A similar hormone insulin accelerates the destruction of the bone caused by malignant tumors, a team of clinical pathologists found. "The study addresses a fundamental question," says Jonathan Waxman, an oncologist at Imperial College London. If confirmed, the findings could eventually point to drugs to slow or stop the bone damage caused by cancers.
Known as relaxin, the hormone had already been linked to cancer. previous studies have linked high levels of relaxin for endometrial cancer and aggressive prostate and cancers that spread bone, like the breast, thyroid, and myeloma. But if relaxin produced by cancerous tumors could stimulate bone destruction remained unclear.
indirect evidence suggested that it might said Alberto Ferlin and Carlo Foresta, clinical pathologists at the University of Padua in Italy and co-author of the new study. Relaxin belongs to the same class of hormones that produced in the testes called INSL3. In previous work with the mouse and human cells in culture, Ferlin and his colleagues have shown that, under certain conditions, INSL3 interacts with cells called osteoblasts that build bone. When the testes do not produce enough INSL3, bone mass decreases and osteoporosis occurs. "We thought that relaxin could trigger a similar effect," said Ferlin. "We were right."
The researchers demonstrated that by studying the effects of relaxin on cells in human bone culture. They found that the hormone stimulates osteoclast cells, which normally combine osteoblast activity by removing excess bone through a mechanism called resorption. By binding to a receptor molecule called RXFP1 on the surface of osteoclasts, resorption relaxin triggered runaway, causing osteoclasts to consume too much bone and release a large amount of calcium. In the body, such a calcium influx into the blood causes hypercalcemia, severe impairment usually associated with the presence of bone metastases. The researchers also found that relaxin promotes growth, differentiation and invasiveness of various tumors, particularly those that give bone metastases.
When the researchers added an anti-relaxin antibodies in cell cultures, the antibody prevents relaxin to bind with receptors and trigger bone lesions. This finding, they fall in the number 2 February Os , suggests that a drug based on this antibody or which inhibits the receptor relaxin may slow bone lesions while preventing hypercalcemia, said Foresta .

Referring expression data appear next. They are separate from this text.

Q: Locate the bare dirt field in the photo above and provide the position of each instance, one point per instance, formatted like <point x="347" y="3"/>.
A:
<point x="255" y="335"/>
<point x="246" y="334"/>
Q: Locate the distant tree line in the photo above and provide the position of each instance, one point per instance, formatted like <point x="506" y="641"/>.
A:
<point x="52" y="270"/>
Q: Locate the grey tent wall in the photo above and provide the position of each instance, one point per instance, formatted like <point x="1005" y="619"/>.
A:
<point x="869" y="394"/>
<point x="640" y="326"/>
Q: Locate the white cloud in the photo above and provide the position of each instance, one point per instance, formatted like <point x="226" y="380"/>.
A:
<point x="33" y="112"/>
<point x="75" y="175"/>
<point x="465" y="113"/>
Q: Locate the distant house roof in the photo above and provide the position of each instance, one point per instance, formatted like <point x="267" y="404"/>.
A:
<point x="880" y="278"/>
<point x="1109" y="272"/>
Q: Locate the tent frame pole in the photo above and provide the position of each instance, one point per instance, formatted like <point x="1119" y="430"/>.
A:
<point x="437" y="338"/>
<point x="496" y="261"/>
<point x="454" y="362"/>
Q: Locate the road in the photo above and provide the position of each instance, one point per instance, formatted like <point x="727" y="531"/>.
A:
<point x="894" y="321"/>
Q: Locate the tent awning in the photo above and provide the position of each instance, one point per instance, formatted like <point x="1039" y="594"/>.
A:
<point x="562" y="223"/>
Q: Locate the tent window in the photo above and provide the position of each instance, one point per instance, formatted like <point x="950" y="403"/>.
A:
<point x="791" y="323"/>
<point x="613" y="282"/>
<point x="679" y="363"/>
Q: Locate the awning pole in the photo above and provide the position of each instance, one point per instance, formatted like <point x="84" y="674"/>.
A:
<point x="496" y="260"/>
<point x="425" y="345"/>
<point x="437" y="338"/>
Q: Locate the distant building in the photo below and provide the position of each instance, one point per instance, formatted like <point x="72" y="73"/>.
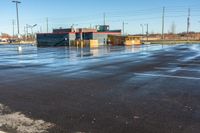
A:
<point x="68" y="37"/>
<point x="127" y="40"/>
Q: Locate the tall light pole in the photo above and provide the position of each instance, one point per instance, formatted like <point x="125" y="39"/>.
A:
<point x="123" y="27"/>
<point x="31" y="27"/>
<point x="17" y="2"/>
<point x="163" y="23"/>
<point x="147" y="32"/>
<point x="142" y="26"/>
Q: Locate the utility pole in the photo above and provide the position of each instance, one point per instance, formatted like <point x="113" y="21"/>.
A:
<point x="104" y="18"/>
<point x="163" y="23"/>
<point x="13" y="23"/>
<point x="147" y="32"/>
<point x="142" y="26"/>
<point x="17" y="2"/>
<point x="188" y="24"/>
<point x="47" y="20"/>
<point x="123" y="27"/>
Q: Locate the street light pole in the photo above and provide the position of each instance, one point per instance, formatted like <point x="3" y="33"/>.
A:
<point x="142" y="26"/>
<point x="17" y="2"/>
<point x="123" y="27"/>
<point x="147" y="33"/>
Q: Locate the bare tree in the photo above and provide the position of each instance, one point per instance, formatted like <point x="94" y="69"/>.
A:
<point x="173" y="28"/>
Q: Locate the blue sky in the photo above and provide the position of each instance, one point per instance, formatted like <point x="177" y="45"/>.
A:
<point x="83" y="13"/>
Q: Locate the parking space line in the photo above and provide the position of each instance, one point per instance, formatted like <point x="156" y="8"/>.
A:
<point x="165" y="76"/>
<point x="184" y="64"/>
<point x="178" y="68"/>
<point x="192" y="60"/>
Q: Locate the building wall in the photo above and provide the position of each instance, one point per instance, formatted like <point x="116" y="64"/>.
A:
<point x="55" y="39"/>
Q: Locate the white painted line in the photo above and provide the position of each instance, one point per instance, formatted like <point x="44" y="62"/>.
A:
<point x="195" y="61"/>
<point x="184" y="64"/>
<point x="178" y="68"/>
<point x="2" y="132"/>
<point x="166" y="76"/>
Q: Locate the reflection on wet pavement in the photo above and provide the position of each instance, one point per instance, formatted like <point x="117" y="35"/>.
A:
<point x="143" y="89"/>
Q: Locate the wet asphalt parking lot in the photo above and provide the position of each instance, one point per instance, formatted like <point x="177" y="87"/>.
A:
<point x="140" y="89"/>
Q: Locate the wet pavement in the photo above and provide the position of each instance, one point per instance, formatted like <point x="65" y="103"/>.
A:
<point x="141" y="89"/>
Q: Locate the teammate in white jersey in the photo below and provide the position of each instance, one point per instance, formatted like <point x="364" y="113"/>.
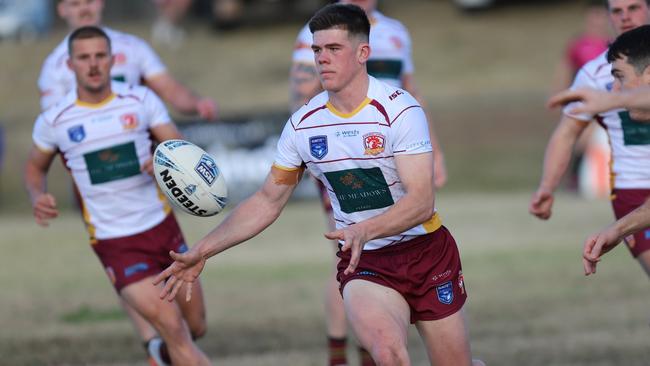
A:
<point x="368" y="143"/>
<point x="630" y="140"/>
<point x="630" y="59"/>
<point x="391" y="62"/>
<point x="104" y="132"/>
<point x="135" y="62"/>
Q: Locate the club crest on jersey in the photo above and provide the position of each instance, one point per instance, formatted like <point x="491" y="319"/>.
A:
<point x="318" y="146"/>
<point x="207" y="169"/>
<point x="445" y="293"/>
<point x="76" y="133"/>
<point x="129" y="121"/>
<point x="374" y="143"/>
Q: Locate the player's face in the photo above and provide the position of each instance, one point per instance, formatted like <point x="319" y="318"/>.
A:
<point x="628" y="14"/>
<point x="339" y="58"/>
<point x="80" y="13"/>
<point x="91" y="61"/>
<point x="627" y="78"/>
<point x="367" y="5"/>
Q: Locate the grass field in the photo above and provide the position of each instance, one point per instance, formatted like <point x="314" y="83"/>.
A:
<point x="529" y="302"/>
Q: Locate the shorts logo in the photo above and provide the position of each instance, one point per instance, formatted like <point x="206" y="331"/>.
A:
<point x="111" y="274"/>
<point x="374" y="143"/>
<point x="318" y="146"/>
<point x="76" y="133"/>
<point x="207" y="169"/>
<point x="129" y="121"/>
<point x="138" y="267"/>
<point x="445" y="293"/>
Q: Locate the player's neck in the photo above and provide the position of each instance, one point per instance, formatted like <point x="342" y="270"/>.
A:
<point x="94" y="97"/>
<point x="352" y="95"/>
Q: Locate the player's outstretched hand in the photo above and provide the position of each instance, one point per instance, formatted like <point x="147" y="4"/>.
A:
<point x="353" y="239"/>
<point x="541" y="204"/>
<point x="593" y="101"/>
<point x="44" y="208"/>
<point x="597" y="245"/>
<point x="207" y="109"/>
<point x="185" y="269"/>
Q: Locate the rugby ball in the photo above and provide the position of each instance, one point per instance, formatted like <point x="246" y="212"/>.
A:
<point x="190" y="178"/>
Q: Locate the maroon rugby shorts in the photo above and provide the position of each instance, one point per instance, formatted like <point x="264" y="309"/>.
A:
<point x="625" y="201"/>
<point x="130" y="259"/>
<point x="426" y="271"/>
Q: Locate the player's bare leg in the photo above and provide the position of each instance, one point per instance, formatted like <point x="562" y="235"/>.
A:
<point x="447" y="340"/>
<point x="380" y="319"/>
<point x="194" y="310"/>
<point x="167" y="318"/>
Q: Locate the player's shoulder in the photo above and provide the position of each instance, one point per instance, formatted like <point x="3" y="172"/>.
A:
<point x="597" y="66"/>
<point x="390" y="100"/>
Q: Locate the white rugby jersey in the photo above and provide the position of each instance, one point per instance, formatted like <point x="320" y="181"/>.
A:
<point x="629" y="140"/>
<point x="390" y="49"/>
<point x="353" y="154"/>
<point x="104" y="145"/>
<point x="134" y="60"/>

"It seems almost too good to be true," said Waxman, who said the results could be "the point of embarking on a journey" toward treatments that stop the spread of bone cancer. Find such a drug will not necessarily be a short trip, however. Regarding the targeting of RXFP1 receiver, Ferlin and Foresta say there peptides already available for this purpose. However, they also point out that a new drug designed to target the receptor would be completely new, so side effects are unknown.